Hon Folks, does it matter that Washington DC has branded as corrupt our own Uladi Mussa aka Change Goal and consequently banned him and his wife from entering the US?  

There’s no denying that the ban, announced in a statement released on July 3 2019 is as chilly as it is extremely embarrassing.  Mussa is no ordinary person. He is a political leader.

Currently, he serves as DPP vice-president for the Central Region, probably the highest position in the party at the regional level. He is also a Special Presidential Advisor on Parliamentary Affairs, a position governance expert Henry Chingaipe described in The Nation of 4th July 2019 as “significant.”

Mussa’s high profile in politics dates back to the days of Bakili Muluzi (1994-2004).
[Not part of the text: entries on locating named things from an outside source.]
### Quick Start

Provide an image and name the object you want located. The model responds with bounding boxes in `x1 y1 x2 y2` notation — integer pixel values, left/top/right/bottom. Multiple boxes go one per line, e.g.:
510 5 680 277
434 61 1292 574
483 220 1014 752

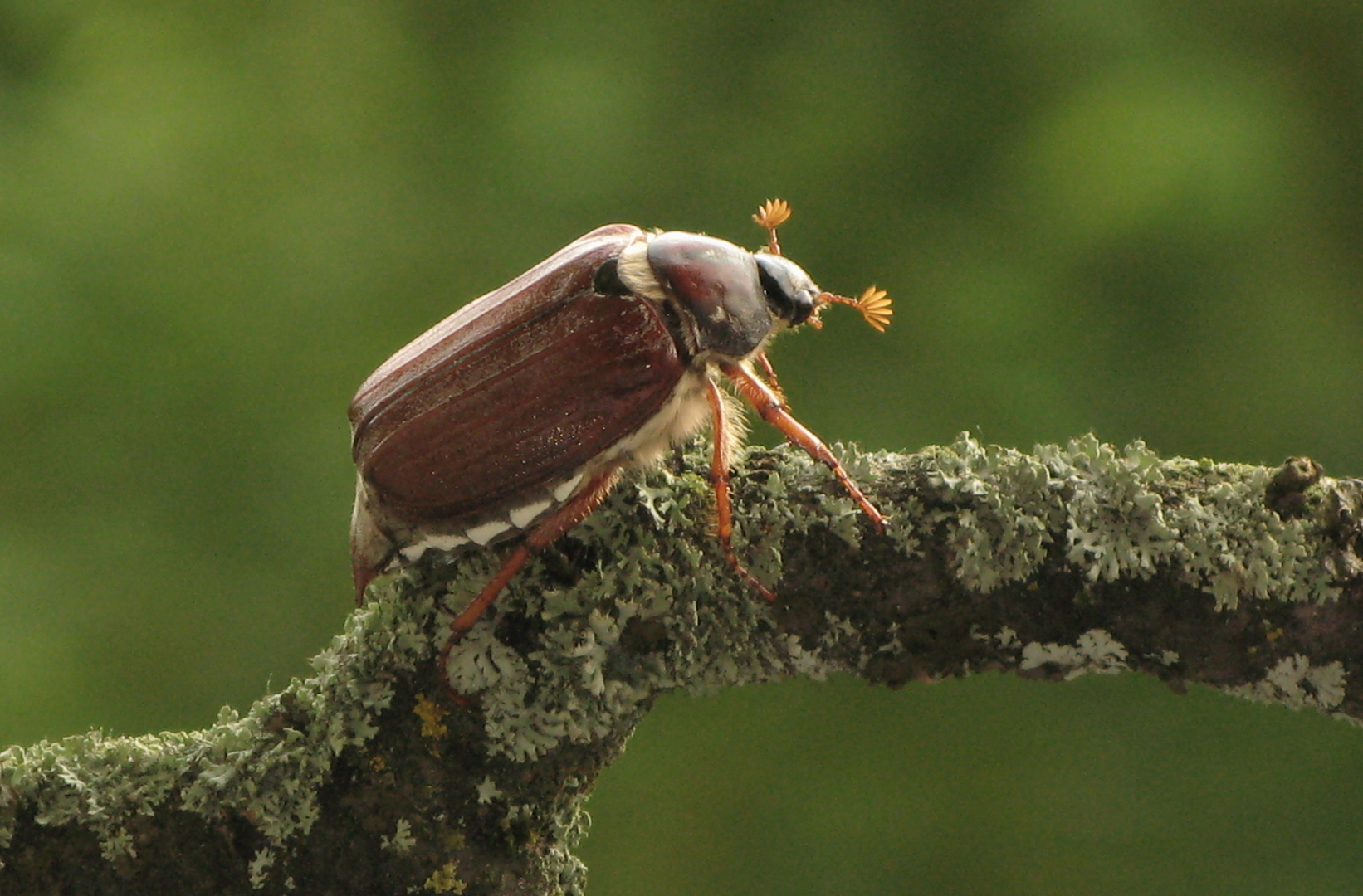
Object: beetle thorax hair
616 234 668 304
He has served for a long time as an MP, Minister and a member of party politburo. In fact, the crime he’s accused of —corruptly granting passports and citizenship to foreigners—is said to have been committed while he was serving as Minister of Internal Affairs in the Joyce Banda administration.

Now, for the first time in living memory, Mussa becomes a Malawian leader who has been named, shamed and blacklisted by the USA, the most powerful country in the world. Does that matter?

Well, it’s an egg on APM’s face, isn’t it? Here’s a person in a country of 17.5 million people APM picked on June 19 2019 as his special advisor. Hardly two weeks later, the US, on the basis of what it describes as “credible information” declares the chosen advisor persona non grata for a crime committed not in the US but right here in Malawi.

Was there due diligence when APM was appointing Mussa as special advisor? It’s APM’s government that arrested Mussa in March 2017 and his case is yet to be concluded by the courts. Although a person is presumed innocent until proven guilty, it remains a fact that the same government that suspects Mussa of having committed a crime has now trusted him with a high office in government even before the courts have pronounced him innocent.

Why? While the case was still in court, Mussa defected to the governing DPP and was allowed to contest for the post of vice-president for the Central Region which he won. Now he is an asset in DPP.

 Some two years or so ago, APM removed from his Cabinet George Chaponda for having been embroiled in a maize scandal. It appeared then as if APM was protecting the integrity of government which constitutionally requires the sustained trust of the people of Malawi to exercise power of the State.

In retrospect, the different standard applied in the case of Mussa makes it doubtful that integrity was in APM’s mind when he removed Chaponda from his Cabinet. Most likely the President simply succumbed to the growing anger the maize scam invoked among Malawians.

Now it’s pay day for lowering standards in the fight against corruption.  The mere fact that the man the US has banned on the basis of his “involvement in significant corruption” is a trusted advisor to the President may be seen as a blot on APM’s own credibility.

It portrays him as a President who has no qualms with the corrupt as long as they add value to the political bottom-line of his governing party.

APM has treated Mussa much the way as he did former president Bakili Muluzi. The ACB zeroed in on Muluzi more than a decade ago, accusing him of stashing in his back pocket K1.7 billion of public funds. There were also questions on some of the former president’s assets.

Just because in 2014 APM won with a mere  36.4 percent of the votes and DPP secured only 51 of the 193 seats in the National Assembly, a deal was struck with Muluzi’s UDF which had 14 seats for the latter to move to the governing side. Only Atupele, Muluzi was given a job as minister. The only other noticeable reward for UDF was that Bakili Muluzi’s corruption case was conveniently forgotten. 

Will government push the case of Mussa in the courts while he is serving in the same government as National Presidential Advisor on Parliamentary Affairs? Wake me up when the miracle happens.

But when a government toys with corruption it’s the citizens who suffer. The statement the US has made on Mussa is not isolated. Transparency International, Mo Ibrahim Foundation, Afrobarometer and, most recently, Ipor have used scientific tools to measure perception of corruption in Malawi and the results have been consistently the same—very high.

How does the investor, with options to invest or divest, use such a message? Often politicians make the mistake of thinking foreign aid or foreign direct investment will come flowing like a river simply because the country is poor.

The truth is that investor and donor alike are attracted more by economies with the capacity for high yield on investment. Such economies have an averse to corruption as a shared characteristic.